Third step:  Sit under a dryer for 1/2 hour or so.  My eyes were killing me at this point.  It only took a second but I could feel it - she was already on her way over with the fan and I was tearing.  But once she had the fan blowing to move the fumes around, I was fine.

Fourth step:  Blow dry straight - we moved over to the open window where she had the blow dryer and a few round brushes prepped up for me.  She brought the fan over to move the fumes out the window. Blow dry straight - about another 1/2 hour to 45 minutes.

Fifth step: Now dry - we move over to where she had a special straight iron hot and ready.  The entire room was engulfed in a cloud of white stuff (I really dont want to know what I was breathing).  The final process was the longest... she took her time and straightened each small collection of hair until it was BONE straight.





Now, I can't get my hair wet for ANYTHING - no water, no moisture, no sweat, no humidity. NOTHING.  No pins, clips, bands, NOTHING. No tucking the hair behind the ear either. NOTHING. DO NOT TOUCH said the sign.






I have to wait 48 hours (Saturday night) before I can wash my hair.  I have to use special shampoos and conditioners from now on and straighten my hair with serums that are sulfate free. 

The promise:  Because I have such thick course hair - I will always have some curl to my hair (unless I do the Japanese Hair Straightening System), however; when I go to blow dry it and/or straighten it - it will take less time and come out much straighter than I've been able to each before.
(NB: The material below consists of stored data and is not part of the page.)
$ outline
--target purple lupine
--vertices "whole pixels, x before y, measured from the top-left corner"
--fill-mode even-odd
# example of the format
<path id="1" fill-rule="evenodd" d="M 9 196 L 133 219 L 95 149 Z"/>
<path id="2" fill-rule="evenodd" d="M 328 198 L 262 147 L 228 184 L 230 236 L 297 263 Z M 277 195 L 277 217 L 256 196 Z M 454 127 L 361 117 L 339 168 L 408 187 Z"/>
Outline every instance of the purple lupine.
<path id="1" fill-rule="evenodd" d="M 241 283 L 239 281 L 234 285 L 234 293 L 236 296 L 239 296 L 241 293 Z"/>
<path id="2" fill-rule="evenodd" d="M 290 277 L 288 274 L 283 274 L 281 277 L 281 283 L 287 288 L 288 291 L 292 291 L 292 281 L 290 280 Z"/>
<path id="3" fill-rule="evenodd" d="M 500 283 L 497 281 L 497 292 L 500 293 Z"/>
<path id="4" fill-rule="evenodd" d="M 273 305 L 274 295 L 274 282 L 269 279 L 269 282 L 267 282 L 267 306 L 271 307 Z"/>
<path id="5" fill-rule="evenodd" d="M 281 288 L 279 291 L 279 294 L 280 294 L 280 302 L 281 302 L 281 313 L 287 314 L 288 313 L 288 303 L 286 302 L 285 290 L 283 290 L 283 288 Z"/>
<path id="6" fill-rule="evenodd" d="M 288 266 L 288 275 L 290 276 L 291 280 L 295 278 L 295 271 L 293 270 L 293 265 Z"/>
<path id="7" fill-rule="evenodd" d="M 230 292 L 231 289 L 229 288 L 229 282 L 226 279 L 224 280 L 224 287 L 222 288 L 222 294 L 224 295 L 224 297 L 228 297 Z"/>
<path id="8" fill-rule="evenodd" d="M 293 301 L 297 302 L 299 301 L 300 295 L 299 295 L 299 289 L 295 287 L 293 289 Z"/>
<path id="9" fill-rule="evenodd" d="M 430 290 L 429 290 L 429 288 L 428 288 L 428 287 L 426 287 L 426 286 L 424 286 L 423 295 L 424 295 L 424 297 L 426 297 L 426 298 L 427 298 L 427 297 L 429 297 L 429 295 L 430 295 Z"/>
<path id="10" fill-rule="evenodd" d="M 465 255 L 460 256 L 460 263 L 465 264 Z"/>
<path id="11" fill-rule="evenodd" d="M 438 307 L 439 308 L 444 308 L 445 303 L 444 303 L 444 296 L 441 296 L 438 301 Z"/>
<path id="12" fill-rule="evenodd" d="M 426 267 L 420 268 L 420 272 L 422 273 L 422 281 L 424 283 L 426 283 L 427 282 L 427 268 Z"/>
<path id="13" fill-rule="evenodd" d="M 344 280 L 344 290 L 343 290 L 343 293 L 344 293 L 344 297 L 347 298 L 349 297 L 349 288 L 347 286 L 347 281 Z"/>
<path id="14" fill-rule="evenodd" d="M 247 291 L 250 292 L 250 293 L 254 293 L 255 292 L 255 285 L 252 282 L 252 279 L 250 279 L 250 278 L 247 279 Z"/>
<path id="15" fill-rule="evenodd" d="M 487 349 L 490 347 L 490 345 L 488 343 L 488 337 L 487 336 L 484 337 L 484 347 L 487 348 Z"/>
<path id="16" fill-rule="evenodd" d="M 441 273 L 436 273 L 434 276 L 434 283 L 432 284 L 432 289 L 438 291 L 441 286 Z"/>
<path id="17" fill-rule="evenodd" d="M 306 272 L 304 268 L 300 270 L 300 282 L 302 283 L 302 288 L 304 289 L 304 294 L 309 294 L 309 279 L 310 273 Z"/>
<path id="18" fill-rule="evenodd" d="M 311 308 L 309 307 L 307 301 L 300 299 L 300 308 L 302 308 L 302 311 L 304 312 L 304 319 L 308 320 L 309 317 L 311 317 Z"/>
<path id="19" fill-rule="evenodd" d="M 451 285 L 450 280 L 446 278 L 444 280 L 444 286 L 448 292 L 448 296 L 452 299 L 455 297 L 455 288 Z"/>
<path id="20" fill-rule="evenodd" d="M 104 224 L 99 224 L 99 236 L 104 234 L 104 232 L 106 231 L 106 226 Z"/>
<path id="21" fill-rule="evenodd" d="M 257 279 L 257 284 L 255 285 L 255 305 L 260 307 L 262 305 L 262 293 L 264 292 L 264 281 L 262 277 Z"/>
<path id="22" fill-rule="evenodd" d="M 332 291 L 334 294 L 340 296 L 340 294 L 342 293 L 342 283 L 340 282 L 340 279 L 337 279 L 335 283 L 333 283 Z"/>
The treatment should last 4 - 6 months.

This is what I look like today (also my FOTD pic):









So, tomorrow night I'll wash my hair for the first time and I'll let you know how it goes.  Will it be worth the $$$?  We'll see.


----------



## Dragonfly (May 14, 2011)

Wow - you look great!

Thanks for taking the pics through your transistion - nice to see the changes as they occur.


----------